(Photo: Diocese of Winchester)

The Church of England has appointed Bishop Graham Tomlin to oversee its new Centre for Cultural Witness.

Tomlin will step down in August from his current role as Bishop of Kensington to lead the centre, which will be based at the Archbishop of Canterbury’s official residence, Lambeth Palace. 

The centre will explore how the Church can better communicate the Christian faith as part of its public witness. 

The Archbishop of Canterbury, Justin Welby, called the launch of the centre “timely, creative and essential”, and said he hoped that the initiative would “excite, inspire and engage many with Jesus Christ, and the joy and wonder of his kingdom”.

“We are living in times – and in a world – that urgently need healing, justice and hope. In other words: a world that needs the gospel of Jesus Christ and the good news of his kingdom,” he said. 

“Giving expression to that good news is the task of every new generation of Christians.” 

The Church of England said the centre would be “rooted in the Anglican church but fully ecumenical and international”, and “embrace a wide range of Christian voices to seek to share the rich wisdom that the Christian faith can offer contemporary societies”. 

Bishop Tomlin said the work of the new centre was about giving the Church a “clearer voice”. 

“We have a remarkable story in the Christian faith that has shaped cultures over centuries in profound ways,” he said. 

“Yet we need to find better ways to communicate that faith so that others can understand and believe it today.

“My hope and prayer is that this new initiative can help re-tell that story in imaginative ways for new generations and enable the Church to find a clearer voice to share its wisdom with others.”

The centre will have its formal launch in the summer and will initially run as a four-year project. 

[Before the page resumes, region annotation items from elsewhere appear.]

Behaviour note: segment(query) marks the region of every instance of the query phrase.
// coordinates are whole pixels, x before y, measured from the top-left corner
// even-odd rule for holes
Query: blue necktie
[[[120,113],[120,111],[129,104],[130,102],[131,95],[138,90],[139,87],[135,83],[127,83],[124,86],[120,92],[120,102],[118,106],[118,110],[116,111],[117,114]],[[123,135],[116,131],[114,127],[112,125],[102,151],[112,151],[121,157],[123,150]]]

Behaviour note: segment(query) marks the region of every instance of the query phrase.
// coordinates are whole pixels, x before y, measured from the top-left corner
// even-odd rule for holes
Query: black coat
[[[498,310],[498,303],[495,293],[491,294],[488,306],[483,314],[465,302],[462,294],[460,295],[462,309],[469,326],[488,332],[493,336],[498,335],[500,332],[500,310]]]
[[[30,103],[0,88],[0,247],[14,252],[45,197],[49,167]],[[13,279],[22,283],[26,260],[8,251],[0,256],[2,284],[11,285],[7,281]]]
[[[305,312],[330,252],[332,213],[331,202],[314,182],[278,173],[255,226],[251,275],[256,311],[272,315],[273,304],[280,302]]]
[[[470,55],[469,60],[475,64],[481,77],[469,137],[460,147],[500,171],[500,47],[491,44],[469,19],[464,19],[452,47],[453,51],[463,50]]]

The Bishop of Aston, Anne Hollinghurst,a member of the Church of England’s Faith and Order Commission, said the centre was much-needed at a time of widespread division and inequality in society. 

“Our society faces multiple challenges for which it appears ill-equipped,” she said.

“The global pandemic has highlighted the divisions and inequalities in society. Issues of racial and climate justice demand urgent attention. Digital communication and artificial intelligence are changing how we live.

“At the same time there is disillusionment with political and economic systems and those who run them. There is a need to lift up the eyes of our nation to a new horizon of hope.

“That horizon is what the timeless good news of Jesus Christ reveals but we often struggle as the church in our contemporary culture to speak engagingly of the compelling beauty, sweep and relevance of this horizon.”

Part of the centre’s work will be the launch of a learning and training programme for senior Christian leaders and “emerging communicators”, but it will also conduct theological research into how the Church can best witness to contemporary culture.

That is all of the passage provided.